Magnetic Pressure providing the lift or attraction between two magnets is defined as
$$P_b = {{B^2}\over{2\mu_o}}$$
$B$ is the vector sum of the two magnetic fields expressed in Teslas.
The Earth's magnetic field is on the order of $100 nT$, roughly a million times weaker than the refrigerator magnet. Plus, as has been ably observed in other answers, it is aligned along the earth's surface, except at the very poles of our planet where it has a radial component.
So your robot couldn't use the Earth's magnetic field to levitate except may be possible at the South Pole -- since the North Pole isn't really a place you find mines. Then, if you robot could generate a field powerful enough to generate lift it would also be attracted to ferromagnetic compounds in the Earth -- which would generate a much stronger $P_b$ pulling the robot back towards Earth.
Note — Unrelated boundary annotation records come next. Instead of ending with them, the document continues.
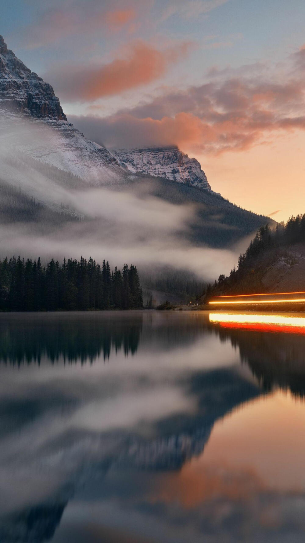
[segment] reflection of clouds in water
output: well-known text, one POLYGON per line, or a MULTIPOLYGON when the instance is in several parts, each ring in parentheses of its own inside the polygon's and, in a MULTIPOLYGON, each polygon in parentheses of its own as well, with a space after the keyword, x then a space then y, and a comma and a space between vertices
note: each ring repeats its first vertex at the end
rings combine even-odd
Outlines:
MULTIPOLYGON (((130 317, 122 318, 128 320, 130 317)), ((87 321, 85 315, 79 318, 83 324, 87 321)), ((39 368, 30 364, 18 371, 14 367, 1 365, 2 515, 46 502, 62 503, 76 489, 79 501, 70 502, 65 510, 62 522, 62 534, 66 535, 60 539, 61 525, 54 540, 59 543, 68 540, 71 525, 77 522, 79 533, 85 530, 87 522, 87 538, 84 535, 84 540, 90 543, 94 540, 91 538, 96 529, 94 533, 101 537, 106 533, 108 540, 118 543, 122 543, 122 530, 142 534, 144 541, 196 542, 202 540, 204 532, 209 534, 212 543, 218 543, 221 537, 231 543, 238 540, 240 530, 249 529, 251 543, 266 542, 267 525, 271 531, 269 541, 275 543, 281 540, 282 527, 289 523, 291 534, 296 534, 298 541, 304 527, 297 524, 293 508, 297 503, 300 510, 303 510, 301 493, 288 494, 286 490, 279 493, 264 486, 264 477, 259 473, 258 478, 248 469, 249 464, 242 469, 223 462, 201 466, 201 457, 190 464, 187 462, 204 449, 202 458, 207 458, 213 428, 223 427, 225 435, 226 429, 231 428, 228 443, 237 439, 236 427, 228 421, 234 423, 238 413, 245 413, 246 410, 237 411, 224 422, 223 418, 246 402, 252 408, 249 401, 262 390, 246 371, 240 370, 235 348, 239 345, 241 352, 247 348, 249 353, 254 353, 268 367, 272 362, 274 336, 269 334, 266 340, 265 336, 255 337, 247 332, 244 336, 237 331, 236 335, 228 331, 214 333, 207 328, 204 317, 199 313, 147 313, 141 323, 133 356, 126 357, 121 350, 117 354, 113 351, 105 364, 101 353, 101 359, 92 365, 52 365, 44 361, 39 368), (259 350, 260 345, 263 351, 259 350), (8 413, 16 416, 5 418, 8 413), (197 462, 197 469, 194 469, 197 462), (119 475, 114 484, 111 477, 115 477, 116 466, 117 470, 124 468, 124 471, 116 472, 119 475), (150 479, 145 479, 148 476, 143 471, 141 475, 137 471, 137 475, 133 471, 128 479, 128 468, 150 471, 150 479), (174 471, 179 468, 180 471, 174 471), (166 476, 166 470, 171 473, 166 476), (92 503, 92 481, 101 473, 107 475, 99 479, 96 503, 92 503), (147 481, 144 490, 138 490, 136 479, 139 485, 139 481, 144 484, 147 481), (86 499, 80 481, 87 482, 86 499), (109 481, 113 484, 109 485, 109 481), (20 489, 17 494, 16 488, 20 489), (272 519, 276 519, 278 527, 272 525, 272 519)), ((126 333, 125 326, 121 332, 126 333)), ((290 336, 285 343, 277 336, 275 341, 287 353, 286 348, 290 352, 292 345, 299 349, 300 339, 290 336)), ((119 343, 118 336, 117 340, 119 343)), ((282 399, 284 409, 287 400, 282 399)), ((268 398, 260 420, 266 419, 269 405, 268 398)), ((251 436, 249 412, 244 415, 245 424, 249 423, 248 433, 245 430, 244 433, 246 435, 250 432, 251 436)), ((291 431, 296 427, 296 413, 293 409, 290 414, 291 431)), ((259 428, 257 417, 253 424, 259 428)), ((279 427, 274 429, 276 434, 280 430, 279 427)), ((282 425, 283 443, 289 435, 288 430, 288 426, 282 425)), ((260 432, 255 436, 256 443, 252 444, 255 457, 255 445, 262 444, 260 432)), ((268 433, 264 439, 267 440, 268 433)), ((251 443, 249 436, 248 440, 251 443)), ((302 447, 297 448, 296 441, 301 458, 302 447)), ((224 443, 219 441, 217 451, 225 457, 224 443)), ((238 447, 232 451, 233 457, 238 457, 238 447)), ((216 452, 212 454, 215 460, 216 452)), ((274 456, 277 456, 276 449, 274 456)), ((273 463, 275 471, 281 468, 282 460, 278 460, 277 465, 273 463)), ((300 463, 296 465, 301 466, 300 463)), ((289 485, 288 488, 291 490, 289 485)), ((49 510, 52 516, 53 510, 49 510)))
If your robot was mining a huge quartz deposit and there weren't any ferromagnetic materials for many many miles, and lightning struck the ground, then you could plausibly have enough induced magnetic and e-fields from the current in the lightning and the piezoelectric effects of the quartz to generate a burst of magnetic field that would be radial from the point the lightning hit.
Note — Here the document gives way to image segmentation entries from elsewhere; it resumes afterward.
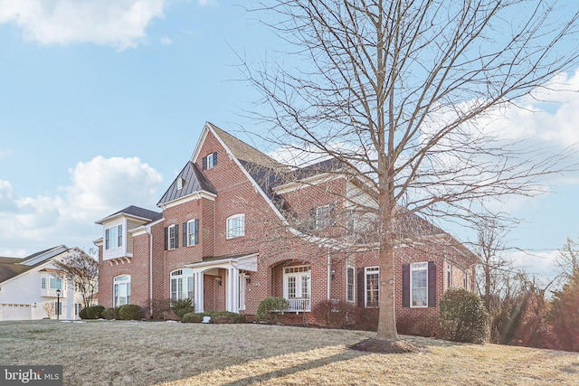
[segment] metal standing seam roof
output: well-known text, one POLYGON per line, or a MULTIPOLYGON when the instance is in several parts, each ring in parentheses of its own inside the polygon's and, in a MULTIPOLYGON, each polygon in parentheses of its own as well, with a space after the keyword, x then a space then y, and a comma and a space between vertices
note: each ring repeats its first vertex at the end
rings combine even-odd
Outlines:
POLYGON ((199 170, 199 167, 193 162, 187 161, 185 167, 177 174, 173 184, 171 184, 166 192, 165 192, 165 194, 163 194, 163 197, 161 197, 157 205, 159 206, 163 203, 170 202, 201 191, 214 194, 217 193, 215 188, 214 188, 209 180, 205 178, 204 174, 199 170), (183 186, 181 189, 178 187, 179 179, 183 179, 183 186))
Quartz is found in conjunction with gold deposits. So if your story was set in a desert with the notable absence of iron, nickel, aluminum, and other ferromagnetic materials, then with a lot of hand waving, your robot could use both the magnetic pressure and the resultant Lorenz Force from the charge and B field interacts to fly, briefly.
It is, in truth, preposterous but for your story, meh, it could work.